His spirits sagged as he passed that horrible sign on Betty’s door. Stop: Restricted Access, Contact Precautions. It was as though they’d consigned her to a nuclear dumping site, a load of toxic waste. When he’d seen her yesterday, she’d looked sallow and wispy, as though she could dissolve into the bedclothes at any minute.
She wasn’t the only Belvedere resident who’d been shipped over here to the dark side. One of the four euchre-mad math teachers had been wheeled here yesterday. Phyllis had scored a look at her in the elevator. Dry as a prune, she reported.
“How’s my Betty?” Art called to Hamish Wakefield across the counter at the nursing station. The young doctor no longer looked like he’d just ridden three days across North Africa on a camel. Maybe he’d had a better night.
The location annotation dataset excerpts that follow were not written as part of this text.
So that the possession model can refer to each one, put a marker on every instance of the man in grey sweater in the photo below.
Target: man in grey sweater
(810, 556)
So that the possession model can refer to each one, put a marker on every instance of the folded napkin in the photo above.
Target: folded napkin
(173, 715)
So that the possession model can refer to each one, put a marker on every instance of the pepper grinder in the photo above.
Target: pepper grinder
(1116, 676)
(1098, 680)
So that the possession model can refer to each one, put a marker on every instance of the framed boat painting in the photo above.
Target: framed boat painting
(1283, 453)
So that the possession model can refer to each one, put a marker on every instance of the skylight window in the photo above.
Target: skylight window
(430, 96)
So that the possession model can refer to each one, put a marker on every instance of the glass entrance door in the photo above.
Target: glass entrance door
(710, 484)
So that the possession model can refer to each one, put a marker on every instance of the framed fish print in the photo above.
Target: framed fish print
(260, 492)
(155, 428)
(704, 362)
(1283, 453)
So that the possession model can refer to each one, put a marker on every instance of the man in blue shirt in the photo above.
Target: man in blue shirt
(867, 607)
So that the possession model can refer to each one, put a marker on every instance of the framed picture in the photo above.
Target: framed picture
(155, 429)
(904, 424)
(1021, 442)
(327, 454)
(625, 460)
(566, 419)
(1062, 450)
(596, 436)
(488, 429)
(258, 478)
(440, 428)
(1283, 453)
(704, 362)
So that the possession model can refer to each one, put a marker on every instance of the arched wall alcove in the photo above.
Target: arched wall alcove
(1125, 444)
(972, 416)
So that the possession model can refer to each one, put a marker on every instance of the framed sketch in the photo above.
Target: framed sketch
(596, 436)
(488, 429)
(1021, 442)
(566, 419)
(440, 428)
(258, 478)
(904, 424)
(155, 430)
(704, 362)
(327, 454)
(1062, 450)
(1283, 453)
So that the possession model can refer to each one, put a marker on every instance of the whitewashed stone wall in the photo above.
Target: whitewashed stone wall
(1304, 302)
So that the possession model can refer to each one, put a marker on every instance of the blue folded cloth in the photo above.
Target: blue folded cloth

Perhaps Betty, too.
Dr. Wakefield shook his head and lowered his eyes. “Just the same, I’m afraid. The antibiotic hasn’t kicked in yet.”
“But it’s now six days. You said . . .”
The doctor’s eyes darted evasively, their hallmark confidence nowhere in sight. “I know, I know. But Betty’s colon hasn’t been reading the textbook.”
“Do you think today she’ll . . .” Art picked at the spatters of dried acrylic dotting his handlebars. Sometimes hope was all you had left, even when you knew in your heart there was no cure. During the final weeks of Jeannie’s breast cancer, they’d hoped for better control of her pain. When cure was impossible, you hoped for peace.
Art swept his tears with the back of his hand. “At least you’re looking better today, Doctor.”